New Orleans is one scary city where 90 percent of the people believe in ghosts according to a recent article on the WWL radio website. I don’t know where they get the 90% number from but not only are ghost stories part of our heritage I would bet most people here have a ghost story or two of their own.
New Orleans is One Scary City Where Most Believe in Ghosts
Growing up, my parents, especially my dad, would promote the idea that we had a family ghost whose name was Gus that lived in the attic. Gus, of course, was a friendly ghost. And we still tell our young nieces and nephews about him, and some are afraid to sleep here in our house because of the stories about Gus. When they ask if Gus is for real, we just kind of hem and haw without admitting it one way or the other.
Now, I don’t really know if Gus is for real. I just know there have been some strange things happen in this old house, you know, like noises and sounds. I’ve had dreams of someone or something hovering over me which could just be a creation of my own mind from some morsel of food, something more of gravy than grave, as Dickens’ Scrooge would describe it.
My nephew tells of a time he was visiting when he was awakened by something in the middle of the night. Upon sitting up in bed saw the bedroom door slowly close a few feet. I think I’ve heard footsteps and sounds like someone coming up the stairs in the dead of night. It’s these experiences that make me hesitate when a wary child asks if Gus is real. Frankly, I just don’t know and if it is real its name is probably not Gus… or maybe it is.
Cosmopolitan magazine lists New Orleans as being the second most haunted city in the United States with Salem, Massachusetts, the site of the infamous witch trails, as number one. Estes Park, CO is on that list too. Go figure.
Perhaps the reason most people believe in ghosts in New Orleans is because we live in old houses which tend to be the structures most frequented by ghosts. And also, despite what you might get from the news media about all the supposed debauchery that goes on here, New Orleans is probably the most religious city in the country. So, spirituality is an integral part of our lifestyle and customs – even if you have no religious affiliation or you’re an atheist!

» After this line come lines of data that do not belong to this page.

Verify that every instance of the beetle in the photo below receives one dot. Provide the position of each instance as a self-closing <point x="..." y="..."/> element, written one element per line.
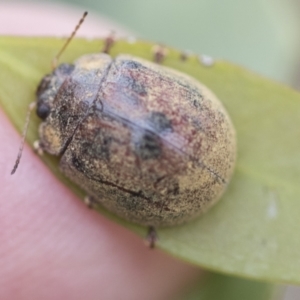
<point x="151" y="144"/>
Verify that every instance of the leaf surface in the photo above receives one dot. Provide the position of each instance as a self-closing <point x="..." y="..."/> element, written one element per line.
<point x="254" y="231"/>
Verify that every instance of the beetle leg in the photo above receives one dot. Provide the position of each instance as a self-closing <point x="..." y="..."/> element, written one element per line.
<point x="108" y="43"/>
<point x="38" y="148"/>
<point x="151" y="238"/>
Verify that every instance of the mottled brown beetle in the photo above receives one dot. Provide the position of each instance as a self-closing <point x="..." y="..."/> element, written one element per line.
<point x="149" y="143"/>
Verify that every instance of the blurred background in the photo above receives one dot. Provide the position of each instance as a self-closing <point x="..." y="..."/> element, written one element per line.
<point x="261" y="35"/>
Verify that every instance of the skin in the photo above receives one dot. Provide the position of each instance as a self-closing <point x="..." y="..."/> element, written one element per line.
<point x="53" y="247"/>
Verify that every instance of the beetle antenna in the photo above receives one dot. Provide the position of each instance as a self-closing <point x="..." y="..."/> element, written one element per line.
<point x="30" y="109"/>
<point x="56" y="58"/>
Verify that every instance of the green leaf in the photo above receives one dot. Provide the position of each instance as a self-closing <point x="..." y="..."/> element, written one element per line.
<point x="254" y="230"/>
<point x="213" y="286"/>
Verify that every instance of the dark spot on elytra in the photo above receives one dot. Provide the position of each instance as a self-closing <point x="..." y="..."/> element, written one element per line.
<point x="148" y="146"/>
<point x="44" y="84"/>
<point x="132" y="85"/>
<point x="159" y="122"/>
<point x="77" y="164"/>
<point x="130" y="64"/>
<point x="100" y="148"/>
<point x="43" y="110"/>
<point x="64" y="69"/>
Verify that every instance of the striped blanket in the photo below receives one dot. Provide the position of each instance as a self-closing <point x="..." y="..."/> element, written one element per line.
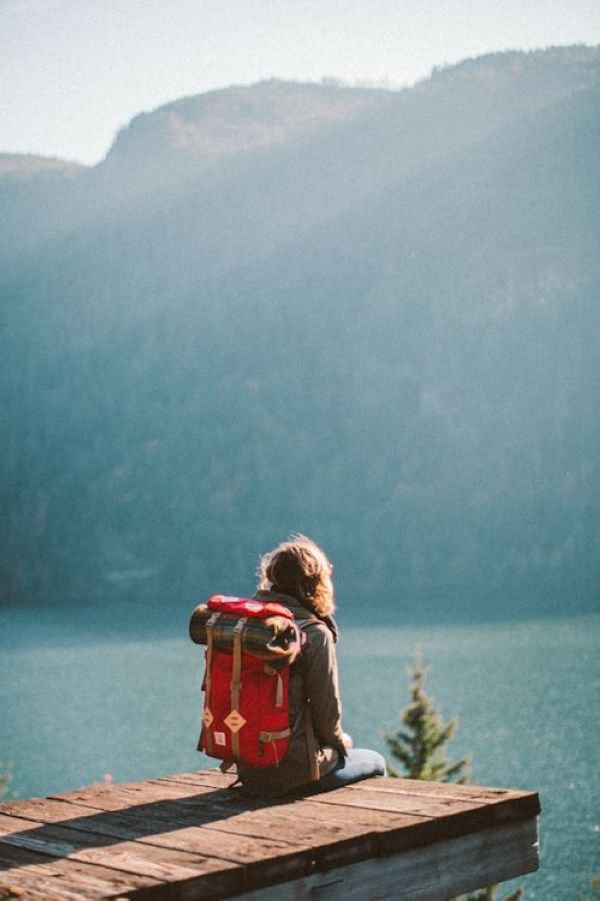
<point x="273" y="638"/>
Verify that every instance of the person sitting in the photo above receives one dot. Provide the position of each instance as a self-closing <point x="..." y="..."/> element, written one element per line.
<point x="321" y="756"/>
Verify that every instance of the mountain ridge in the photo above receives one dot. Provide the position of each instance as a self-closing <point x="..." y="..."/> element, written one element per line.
<point x="381" y="333"/>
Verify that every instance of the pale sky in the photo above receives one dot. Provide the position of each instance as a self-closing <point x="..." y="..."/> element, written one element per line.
<point x="72" y="72"/>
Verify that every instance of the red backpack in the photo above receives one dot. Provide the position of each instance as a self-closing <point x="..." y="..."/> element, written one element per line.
<point x="249" y="647"/>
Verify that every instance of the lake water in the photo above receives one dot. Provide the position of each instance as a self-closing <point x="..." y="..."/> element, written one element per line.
<point x="83" y="695"/>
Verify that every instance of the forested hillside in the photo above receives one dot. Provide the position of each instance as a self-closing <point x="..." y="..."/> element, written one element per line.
<point x="368" y="315"/>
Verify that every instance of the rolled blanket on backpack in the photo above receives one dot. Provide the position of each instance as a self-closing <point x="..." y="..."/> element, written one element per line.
<point x="274" y="638"/>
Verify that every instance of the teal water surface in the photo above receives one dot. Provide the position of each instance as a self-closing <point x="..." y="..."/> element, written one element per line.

The article asserts that there is something about being near large bodies of water where ghostly sitings prevail:
“It seems to have something to do with the age of the city and the fact that it’s by so much water,” says the article’s author, Kelly McClure.

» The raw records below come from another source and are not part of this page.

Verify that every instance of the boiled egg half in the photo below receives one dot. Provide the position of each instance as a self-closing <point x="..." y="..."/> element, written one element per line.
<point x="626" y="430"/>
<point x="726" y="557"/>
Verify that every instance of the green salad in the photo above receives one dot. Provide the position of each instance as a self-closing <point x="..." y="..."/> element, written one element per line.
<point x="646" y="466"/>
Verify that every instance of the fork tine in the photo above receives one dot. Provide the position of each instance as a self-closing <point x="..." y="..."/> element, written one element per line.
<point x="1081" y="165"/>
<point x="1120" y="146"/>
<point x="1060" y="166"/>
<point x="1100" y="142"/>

She’s not sure what water has to do with it, but that’s what her research shows.
“I’m coming to find that haunted locations are usually by large bodies of water.”
“New Orleans, being as old as it is…so many souls have come and gone…and the fact that it’s by water, seems to make it a hotbed for all of this activity.”

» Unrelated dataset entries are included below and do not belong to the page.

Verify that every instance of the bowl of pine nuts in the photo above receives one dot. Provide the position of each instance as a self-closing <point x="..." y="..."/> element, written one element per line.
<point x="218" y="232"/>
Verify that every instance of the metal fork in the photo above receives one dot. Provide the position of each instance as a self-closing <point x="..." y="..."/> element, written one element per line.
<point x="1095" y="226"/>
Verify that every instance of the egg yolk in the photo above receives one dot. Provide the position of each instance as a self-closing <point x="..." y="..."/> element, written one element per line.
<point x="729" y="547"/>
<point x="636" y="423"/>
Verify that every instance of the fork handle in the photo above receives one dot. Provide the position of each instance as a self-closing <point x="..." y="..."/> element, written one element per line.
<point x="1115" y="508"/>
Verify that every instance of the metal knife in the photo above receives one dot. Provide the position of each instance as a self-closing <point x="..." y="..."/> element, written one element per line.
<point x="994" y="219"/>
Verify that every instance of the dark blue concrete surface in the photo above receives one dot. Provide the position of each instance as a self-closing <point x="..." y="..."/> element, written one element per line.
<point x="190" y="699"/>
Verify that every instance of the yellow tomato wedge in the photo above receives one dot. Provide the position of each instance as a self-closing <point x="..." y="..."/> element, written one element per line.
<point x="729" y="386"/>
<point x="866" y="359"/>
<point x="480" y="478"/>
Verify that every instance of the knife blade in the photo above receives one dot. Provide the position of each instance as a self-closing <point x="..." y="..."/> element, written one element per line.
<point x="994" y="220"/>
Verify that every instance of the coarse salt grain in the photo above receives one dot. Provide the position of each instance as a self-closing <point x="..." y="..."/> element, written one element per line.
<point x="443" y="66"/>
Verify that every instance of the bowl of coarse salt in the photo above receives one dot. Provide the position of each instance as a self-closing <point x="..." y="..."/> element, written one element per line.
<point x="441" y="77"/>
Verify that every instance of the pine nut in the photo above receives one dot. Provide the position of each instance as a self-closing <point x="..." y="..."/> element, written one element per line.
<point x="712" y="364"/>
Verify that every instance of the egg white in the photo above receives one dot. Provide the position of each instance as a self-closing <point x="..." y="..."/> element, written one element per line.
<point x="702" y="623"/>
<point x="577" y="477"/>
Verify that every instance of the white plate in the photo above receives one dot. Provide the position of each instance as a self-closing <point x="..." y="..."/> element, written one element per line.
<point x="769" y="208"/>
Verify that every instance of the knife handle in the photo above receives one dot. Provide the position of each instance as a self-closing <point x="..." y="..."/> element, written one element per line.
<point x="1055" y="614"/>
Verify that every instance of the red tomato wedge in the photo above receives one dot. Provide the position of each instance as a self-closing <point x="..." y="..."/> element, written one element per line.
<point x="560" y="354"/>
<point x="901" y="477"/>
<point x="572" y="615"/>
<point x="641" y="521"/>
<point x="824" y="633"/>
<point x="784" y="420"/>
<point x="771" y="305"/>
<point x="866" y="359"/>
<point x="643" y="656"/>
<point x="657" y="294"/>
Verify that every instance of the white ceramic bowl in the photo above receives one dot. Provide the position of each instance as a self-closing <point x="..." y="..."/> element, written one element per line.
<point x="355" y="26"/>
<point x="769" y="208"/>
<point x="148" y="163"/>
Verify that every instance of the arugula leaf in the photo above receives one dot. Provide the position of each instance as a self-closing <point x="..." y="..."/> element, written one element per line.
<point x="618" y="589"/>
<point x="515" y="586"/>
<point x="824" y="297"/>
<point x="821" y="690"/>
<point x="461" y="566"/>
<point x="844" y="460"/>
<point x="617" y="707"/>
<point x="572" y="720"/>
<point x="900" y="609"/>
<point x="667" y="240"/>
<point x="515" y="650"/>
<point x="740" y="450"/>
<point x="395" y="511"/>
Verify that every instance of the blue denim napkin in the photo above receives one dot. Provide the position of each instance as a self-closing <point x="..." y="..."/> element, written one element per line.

And New Orleans is between two huge bodies of water – the Mississippi River to the south and Lake Pontchartrain to the North. So there ya go.
Another thing. Whereas most cities put their cemeteries on the outskirts of the city away from populated areas, New Orleans is dotted with numerous old cemeteries right in the middle of neighborhoods. One of the most famous is the Lafayette Cemetery right in the heart of the Garden District across the street from the iconic restaurant Commander’s Palace. So the cities of the dead live right among the city of the living.
And I’ve always said, and most would agree, local and visitor alike, that there is a mysterious something about New Orleans, that is difficult to put into words, a spiritual something to the place that grabs you and won’t let go. Could it have something to do with those who have come and gone before us and the lasting impression they’ve left on the city?
So New Orleans is one scary city. Hm. Perhaps “scary” is not the right word. Maybe “spooky” is better. And most likely it’s occupied by a lot of ghosts – I would say most of them friendly. It’s possible one of them named Gus “lives” in our house. Who knows?